Sorting with pattern-avoiding stacks: the $132$-machine

TL;DR

This paper characterizes and enumerates permutations sortable by a two-stack machine where the first stack avoids the pattern 132, connecting it to lattice paths and set partitions, and solving an open problem.

Contribution

It provides a complete characterization and enumeration of permutations sortable with a 132-avoiding first stack, addressing an open problem and introducing new combinatorial tools.

Findings

Enumeration of sortable permutations with 132-avoiding stack

Connections established with lattice paths and set partitions

New proofs for pattern-avoiding restricted growth functions

Abstract

This paper continues the analysis of the pattern-avoiding sorting machines recently introduced by Cerbai, Claesson and Ferrari [CCF]. These devices consist of two stacks, through which a permutation is passed in order to sort it, where the content of each stack must at all times avoid a certain pattern.
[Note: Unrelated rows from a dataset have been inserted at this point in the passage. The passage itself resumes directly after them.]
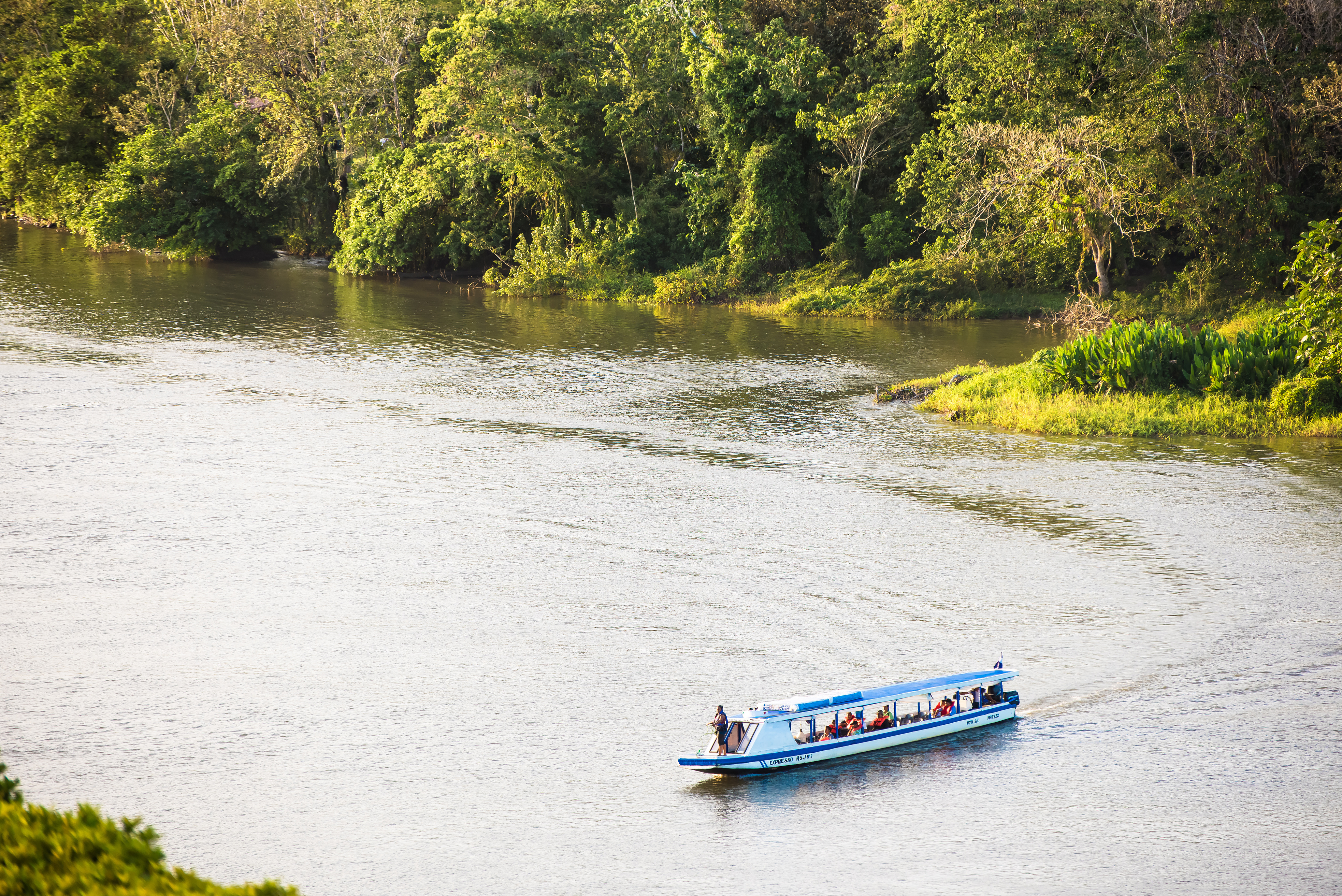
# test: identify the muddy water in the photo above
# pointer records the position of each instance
(404, 588)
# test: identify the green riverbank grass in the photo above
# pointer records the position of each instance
(1019, 398)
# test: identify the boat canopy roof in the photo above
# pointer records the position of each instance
(815, 702)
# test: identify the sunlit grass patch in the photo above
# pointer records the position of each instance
(1022, 398)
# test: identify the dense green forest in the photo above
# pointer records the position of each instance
(1165, 154)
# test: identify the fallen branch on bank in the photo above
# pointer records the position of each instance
(913, 393)
(1082, 314)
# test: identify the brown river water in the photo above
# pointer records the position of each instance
(394, 588)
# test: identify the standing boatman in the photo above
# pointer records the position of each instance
(720, 725)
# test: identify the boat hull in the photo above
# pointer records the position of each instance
(827, 750)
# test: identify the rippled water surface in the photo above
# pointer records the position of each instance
(399, 588)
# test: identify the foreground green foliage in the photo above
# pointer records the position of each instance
(82, 854)
(1151, 357)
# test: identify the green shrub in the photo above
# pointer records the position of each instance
(1151, 357)
(198, 194)
(587, 255)
(1317, 306)
(697, 284)
(1305, 398)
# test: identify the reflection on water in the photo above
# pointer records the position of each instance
(387, 587)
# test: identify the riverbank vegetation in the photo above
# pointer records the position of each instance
(941, 159)
(84, 854)
(1280, 377)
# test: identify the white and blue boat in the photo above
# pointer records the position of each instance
(787, 734)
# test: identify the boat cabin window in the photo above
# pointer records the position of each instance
(740, 736)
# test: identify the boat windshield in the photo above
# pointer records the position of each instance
(739, 737)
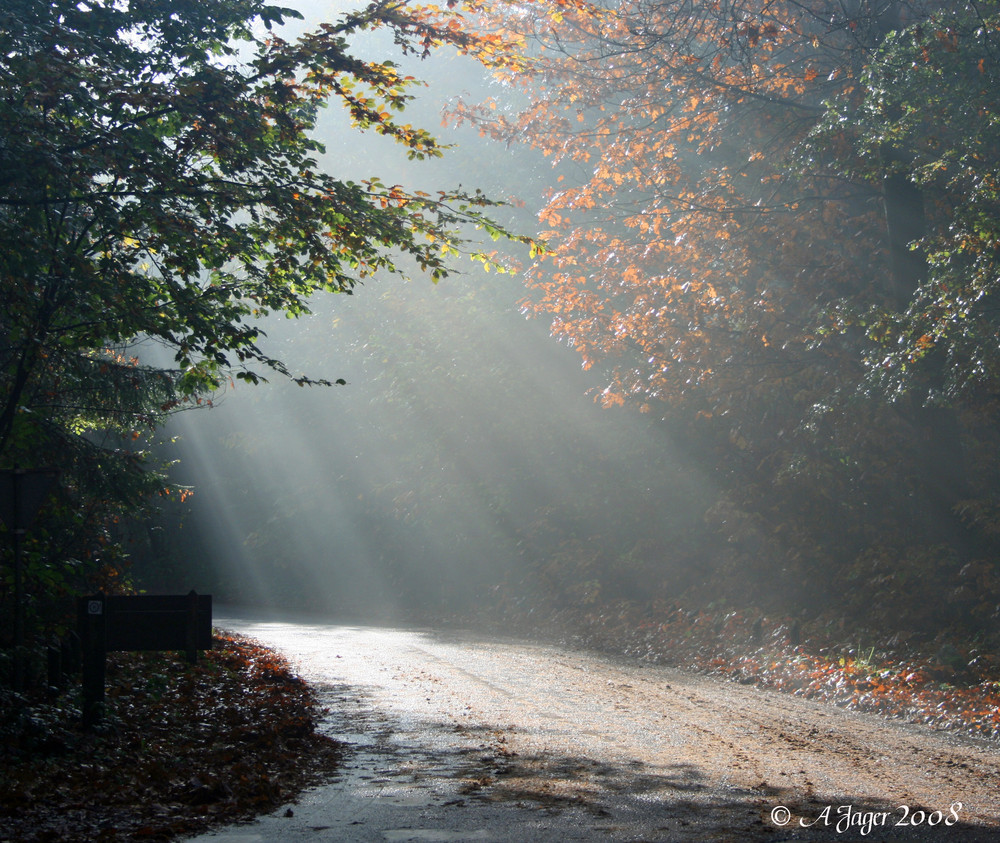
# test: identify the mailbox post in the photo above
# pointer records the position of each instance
(145, 622)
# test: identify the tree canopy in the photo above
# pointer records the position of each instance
(160, 191)
(773, 224)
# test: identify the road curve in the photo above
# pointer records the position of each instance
(455, 736)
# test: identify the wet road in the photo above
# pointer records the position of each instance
(459, 737)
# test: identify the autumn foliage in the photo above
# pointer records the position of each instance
(182, 748)
(769, 226)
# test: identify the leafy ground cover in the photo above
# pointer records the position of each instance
(181, 748)
(947, 684)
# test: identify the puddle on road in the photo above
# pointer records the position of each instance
(434, 834)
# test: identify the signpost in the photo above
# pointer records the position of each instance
(144, 622)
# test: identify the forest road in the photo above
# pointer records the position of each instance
(454, 736)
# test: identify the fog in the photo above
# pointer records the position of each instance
(463, 465)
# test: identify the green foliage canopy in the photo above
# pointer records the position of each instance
(160, 185)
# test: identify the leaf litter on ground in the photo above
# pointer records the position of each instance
(181, 748)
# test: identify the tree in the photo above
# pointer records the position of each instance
(160, 188)
(720, 254)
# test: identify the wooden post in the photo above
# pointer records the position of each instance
(93, 626)
(191, 628)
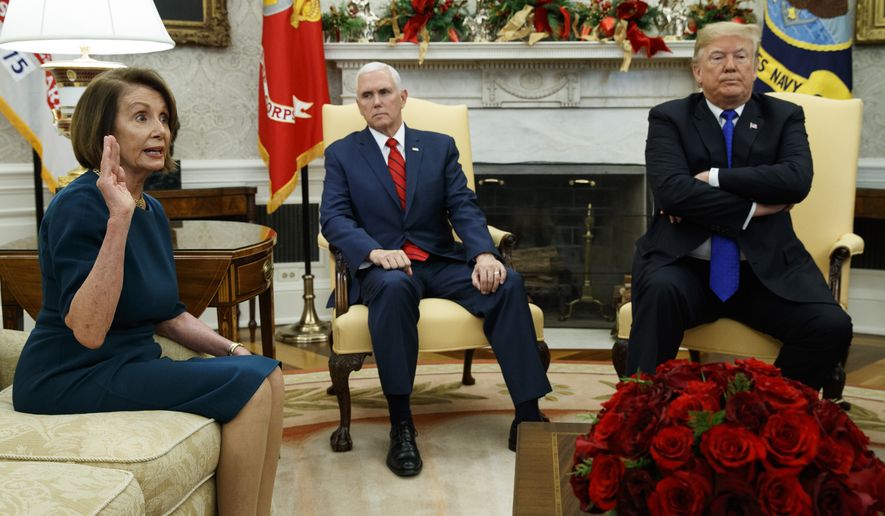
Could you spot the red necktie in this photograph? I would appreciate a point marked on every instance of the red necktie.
(397, 166)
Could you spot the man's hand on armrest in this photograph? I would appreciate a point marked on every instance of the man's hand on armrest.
(763, 210)
(391, 259)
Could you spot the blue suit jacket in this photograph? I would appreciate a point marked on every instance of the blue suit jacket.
(360, 210)
(771, 163)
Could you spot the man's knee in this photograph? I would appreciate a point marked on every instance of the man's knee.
(394, 283)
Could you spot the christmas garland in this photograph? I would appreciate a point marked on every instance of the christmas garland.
(550, 18)
(339, 24)
(709, 11)
(432, 20)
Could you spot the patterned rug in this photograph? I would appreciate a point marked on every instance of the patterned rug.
(462, 434)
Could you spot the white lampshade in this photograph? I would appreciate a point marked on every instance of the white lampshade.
(84, 26)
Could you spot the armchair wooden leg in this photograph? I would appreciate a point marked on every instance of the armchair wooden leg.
(619, 357)
(544, 352)
(835, 384)
(466, 377)
(340, 367)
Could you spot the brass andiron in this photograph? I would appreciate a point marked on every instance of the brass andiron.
(586, 288)
(310, 329)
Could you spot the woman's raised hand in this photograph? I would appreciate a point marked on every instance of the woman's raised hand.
(112, 180)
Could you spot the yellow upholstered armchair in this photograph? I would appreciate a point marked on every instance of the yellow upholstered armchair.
(443, 325)
(824, 222)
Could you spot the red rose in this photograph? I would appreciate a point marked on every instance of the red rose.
(834, 456)
(832, 496)
(680, 493)
(835, 423)
(778, 394)
(729, 448)
(703, 389)
(677, 373)
(607, 26)
(671, 448)
(718, 373)
(746, 409)
(634, 437)
(733, 495)
(609, 425)
(678, 410)
(779, 492)
(605, 481)
(791, 440)
(636, 486)
(756, 367)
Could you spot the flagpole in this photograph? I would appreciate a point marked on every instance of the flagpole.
(38, 189)
(310, 329)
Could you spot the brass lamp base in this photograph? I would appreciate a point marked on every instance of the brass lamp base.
(310, 329)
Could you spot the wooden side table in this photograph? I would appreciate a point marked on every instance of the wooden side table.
(218, 263)
(212, 203)
(543, 462)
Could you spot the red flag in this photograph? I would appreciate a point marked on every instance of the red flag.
(291, 92)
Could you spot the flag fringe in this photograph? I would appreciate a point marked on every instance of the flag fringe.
(31, 138)
(277, 198)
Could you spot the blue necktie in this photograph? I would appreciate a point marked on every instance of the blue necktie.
(725, 260)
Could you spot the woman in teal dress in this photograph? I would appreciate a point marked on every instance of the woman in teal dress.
(109, 285)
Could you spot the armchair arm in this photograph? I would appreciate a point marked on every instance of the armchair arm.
(847, 246)
(504, 241)
(11, 344)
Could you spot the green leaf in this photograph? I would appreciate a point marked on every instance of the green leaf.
(740, 383)
(702, 420)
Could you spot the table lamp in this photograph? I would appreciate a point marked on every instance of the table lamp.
(103, 27)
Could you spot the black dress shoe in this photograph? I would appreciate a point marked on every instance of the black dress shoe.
(511, 440)
(403, 457)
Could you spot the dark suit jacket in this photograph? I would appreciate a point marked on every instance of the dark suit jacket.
(771, 164)
(360, 210)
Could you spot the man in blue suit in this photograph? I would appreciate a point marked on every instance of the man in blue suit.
(389, 197)
(725, 166)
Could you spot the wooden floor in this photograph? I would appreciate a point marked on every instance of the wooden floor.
(866, 361)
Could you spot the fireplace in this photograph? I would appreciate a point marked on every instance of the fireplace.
(552, 127)
(561, 215)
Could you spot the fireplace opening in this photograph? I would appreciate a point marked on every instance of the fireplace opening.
(575, 226)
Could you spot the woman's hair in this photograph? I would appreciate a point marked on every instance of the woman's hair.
(714, 31)
(96, 112)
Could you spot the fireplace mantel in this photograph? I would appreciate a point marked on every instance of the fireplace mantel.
(555, 102)
(512, 51)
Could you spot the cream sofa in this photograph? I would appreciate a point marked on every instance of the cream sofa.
(150, 462)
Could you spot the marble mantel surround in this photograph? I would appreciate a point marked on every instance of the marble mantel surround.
(554, 102)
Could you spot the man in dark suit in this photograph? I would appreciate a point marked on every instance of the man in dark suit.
(725, 166)
(389, 196)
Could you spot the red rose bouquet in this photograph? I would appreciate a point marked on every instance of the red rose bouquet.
(724, 439)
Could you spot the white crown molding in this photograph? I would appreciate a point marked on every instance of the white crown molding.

Here we characterize and enumerate the set of permutations that can be sorted when the first stack is $132$-avoiding, solving one of the open problems proposed in [CCF]. To that end we present several connections with other well known combinatorial objects, such as lattice paths and restricted growth functions (which encode set partitions). We also provide new proofs for the enumeration of some sets of pattern-avoiding restricted growth functions and we expect that the tools introduced can be fruitfully employed to get further similar results.